Simple machine learning approach to speaker recognition.

Simple speaker recognition

This is a demo of a simple machine learning approach to speaker recognition, i.e. the problem of correctly determining the speaker of something said. Roughly, the approach works as follows. First, a model is created based on examples of all possible speakers. Then, this model is used to find the speaker which fits best on unknown samples.

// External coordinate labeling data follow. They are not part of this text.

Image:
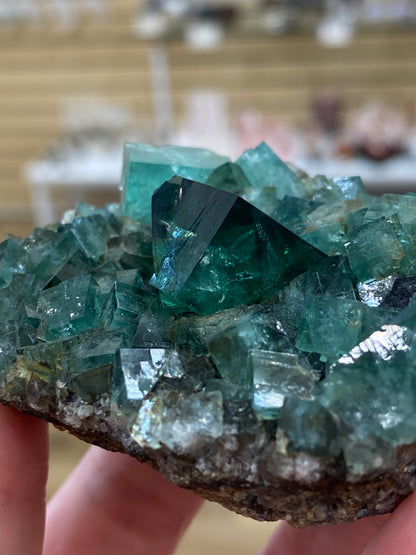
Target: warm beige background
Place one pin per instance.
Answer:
(214, 531)
(42, 68)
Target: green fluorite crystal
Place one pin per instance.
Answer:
(247, 329)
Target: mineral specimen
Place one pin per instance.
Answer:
(247, 330)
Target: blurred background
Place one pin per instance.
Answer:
(329, 84)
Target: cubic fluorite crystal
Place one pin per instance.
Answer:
(245, 329)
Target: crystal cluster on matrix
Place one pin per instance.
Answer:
(247, 329)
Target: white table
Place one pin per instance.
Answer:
(77, 176)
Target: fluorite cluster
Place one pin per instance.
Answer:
(247, 330)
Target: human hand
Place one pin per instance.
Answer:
(113, 504)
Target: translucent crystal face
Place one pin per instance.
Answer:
(261, 307)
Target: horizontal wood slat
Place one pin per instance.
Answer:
(40, 69)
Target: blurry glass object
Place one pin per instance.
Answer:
(336, 28)
(327, 108)
(206, 123)
(203, 34)
(280, 17)
(88, 155)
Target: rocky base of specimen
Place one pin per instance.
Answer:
(295, 489)
(256, 343)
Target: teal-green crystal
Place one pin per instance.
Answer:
(146, 167)
(277, 376)
(213, 250)
(245, 328)
(69, 308)
(264, 168)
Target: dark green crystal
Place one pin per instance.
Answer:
(213, 250)
(256, 343)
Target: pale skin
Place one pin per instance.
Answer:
(113, 504)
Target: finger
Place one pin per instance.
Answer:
(23, 475)
(113, 504)
(398, 535)
(343, 539)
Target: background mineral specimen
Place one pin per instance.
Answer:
(256, 343)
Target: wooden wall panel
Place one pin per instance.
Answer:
(41, 68)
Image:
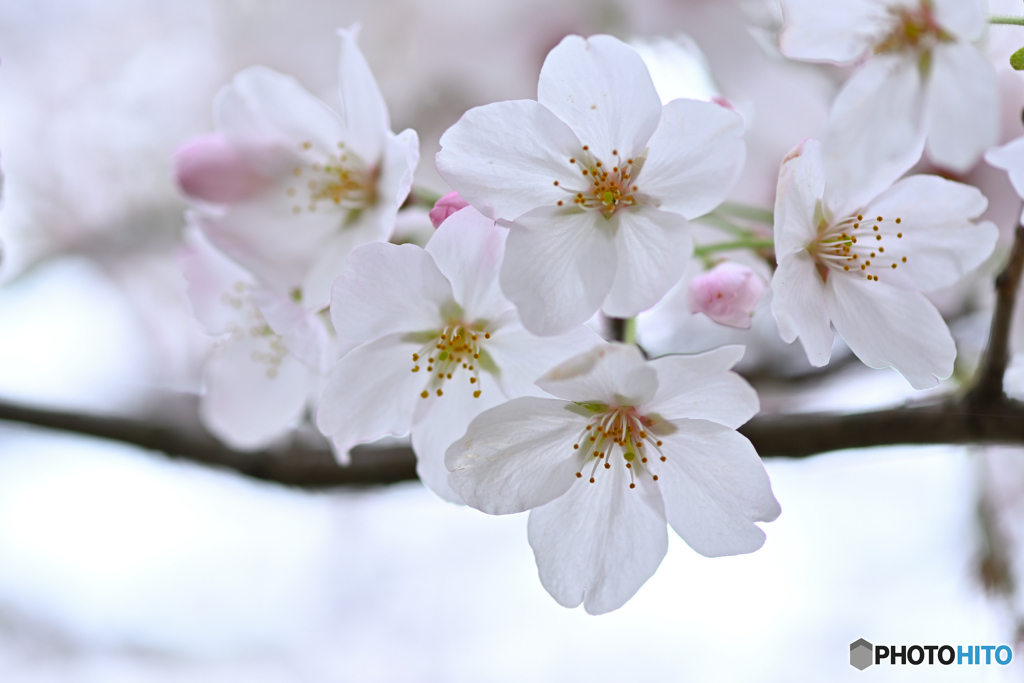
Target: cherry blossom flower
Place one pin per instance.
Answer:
(862, 262)
(261, 377)
(299, 186)
(429, 342)
(446, 206)
(598, 181)
(628, 445)
(925, 78)
(727, 294)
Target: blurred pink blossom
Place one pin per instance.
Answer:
(446, 206)
(728, 294)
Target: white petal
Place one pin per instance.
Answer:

The demo requires the following tools and/or packages:

  • Python 3: a popular programming language which is also widely used for scientific prototyping
  • Octave: a programming language for scientific computing largely compatible with Matlab.
  • sox and libsox-fmt-mp3: a tool for audio manipulation and the library for processing mp3 files
  • arecord: a command-line sound recorder for ALSA soundcard driver
  • libpcre and zlib: libraries required to build the nginx web server

The demo requires the following Python modules:

  • numpy: fundamental package for scientific computing with Python
  • scipy: another scientific Python library which includes modules for linear algebra, FFT, optimiation, ...
  • scikit-learn: Python library for doing machine learning
  • oct2py: module to call M-files and Octave function from Python
  • flask: webdevelopment framework for Python

To install the requirements on an Ubuntu 16.10 execute the following commands:

sudo apt-get install -y python3 python3-pip octave sox libsox-fmt-mp3 alsa-utils
sudo apt-get install -y libpcre++-dev zlib1g-dev
pip3 install numpy scipy scikit-learn oct2py flask

The demo also contains a docker file to create a docker image to run the demo in a docker container. For details on running the demo in a docker container see here.

Running the demo

To start the demo type the following command:


This will decode the example mp3 files to wav. After this feature vectors are computed from the examples and will be organized into a matrix which will be stored in the file data/data.mat. In this matrix each row denotes one example and the columns denote the features. Finally, a cross validation is computed for this matrix.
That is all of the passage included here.